Quando il film diventa un classico on the road inizia a sfilacciarsi un po’ (e a girare sotto ritmo), tra soste ludiche e panoramiche, sotterfugi, segreti svelati e così via (inserendo divagazioni, come l’uomo disabile che Dalida accudisce). Tra i modelli Albanese cita da sempre l’amato regista finlandese Aki Kaurismaki; e nella sua cifra comica surreale qualcosa ha sempre cercato di riproporre, soprattutto nell’esordio Uomo d’acqua dolce. Qui in realtà a tratti sembra di tornate alle commedie anni 70, con Manfredi o Gassman, la scoperta poi di un “nuovo mondo” ma anche malintesi, pericoli (relativi: i carabinieri sono fin troppo gentili), chiarimenti. E alla fine, una madre che ringrazia per aver potuto rivedere (un’ultima volta?) sua figlia e una “terra buona” da valorizzare (il tema dell’“a casa loro” è usato in Italia sia dai razzisti che da chi non lo è affatto ma crede davvero che sia più giusto aiutarli a non lasciare le loro terre: Mario vive entrambe le dimensioni, un po’ contraddittoriamente). C’è spazio anche per un’allusione maliziosa, nel finale “positivo” che ci riporta al bambino dell’inizio, che non aggiunge molto al film.

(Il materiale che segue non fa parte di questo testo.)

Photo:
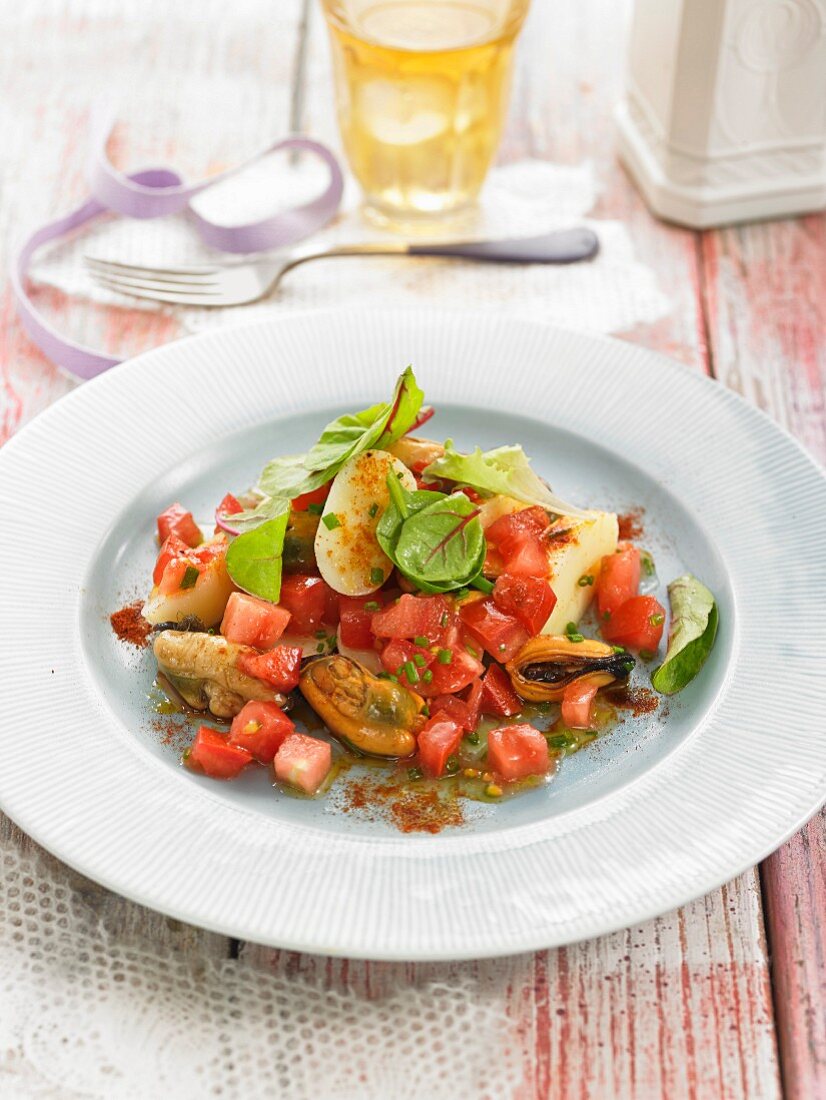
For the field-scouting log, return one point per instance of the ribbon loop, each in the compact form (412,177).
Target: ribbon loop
(157,193)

Contromano (scritto dal regsta-attore con Andrea Salerno e Stefano Bises) mostra, a pochi mesi da Come un gatto in tangenziale, un Albanese in gran forma come interprete sintonizzato sulla contemporaneità, con tutti i “tic” giusti dell’italiano medio del nord, che cerca una strada personale – e assurda – al problema di un’immigrazione per lui insopportabile. Un film che parla di apertura al mondo e all’altro in maniera semplice, anche un po’ didascalica ma non banale: la prima parte evita come detto le semplificazioni del classico settentrionale ottuso e pieno di pregiudizi, rappresentato con simpatia – e vittima, oltre tutto, di problemi reali – e non come un becero razzista. Si dirà che la seconda parte e soprattutto il finale ecceda in “buonismo” (orribile termine, che personalmente non riusciamo a digerire). In parte, in effetti, le semplificazioni aumentano. Ma ci piace questa Italia in cui due persone si guardano inizialmente in cagnesco e poi iniziano a (con)vivere con modalità diverse. Fino a scambiarsi di posto. Come regista Albanese deve ancora crescere, anche se il lungo stop (dopo il bell’esordio di Uomo d’acqua dolce ormai oltre vent’anni fa, seguirono i modesti e ben più grevi La fame e la sete e Il nostro matrimonio è in crisi) gli ha fatto bene: la sua commedia è molto più interessante e tecnicamente adeguata di tante altre con registi più collaudati (fra l’altro dovendo gestire due attori francesi che recitano per la prima volta in italiano, i due “senegalesi” Alex Fondja e la splendida Aude Legastelois). E ha molto più da dire, al tempo stesso in modo troppo semplice (in questo sembra davvero una “favola” alla Kaurismaki, pur senza il suo talento) e a tratti confuso, ma anche con una positività di fondo che ci piace e ci appare salutare in un momento storico così incarognito. Contromano non apporterà magari soluzioni a un problema epocale, ma regala con garbo un contributo di approccio e di sguardo umano all’altro che fa simpatia.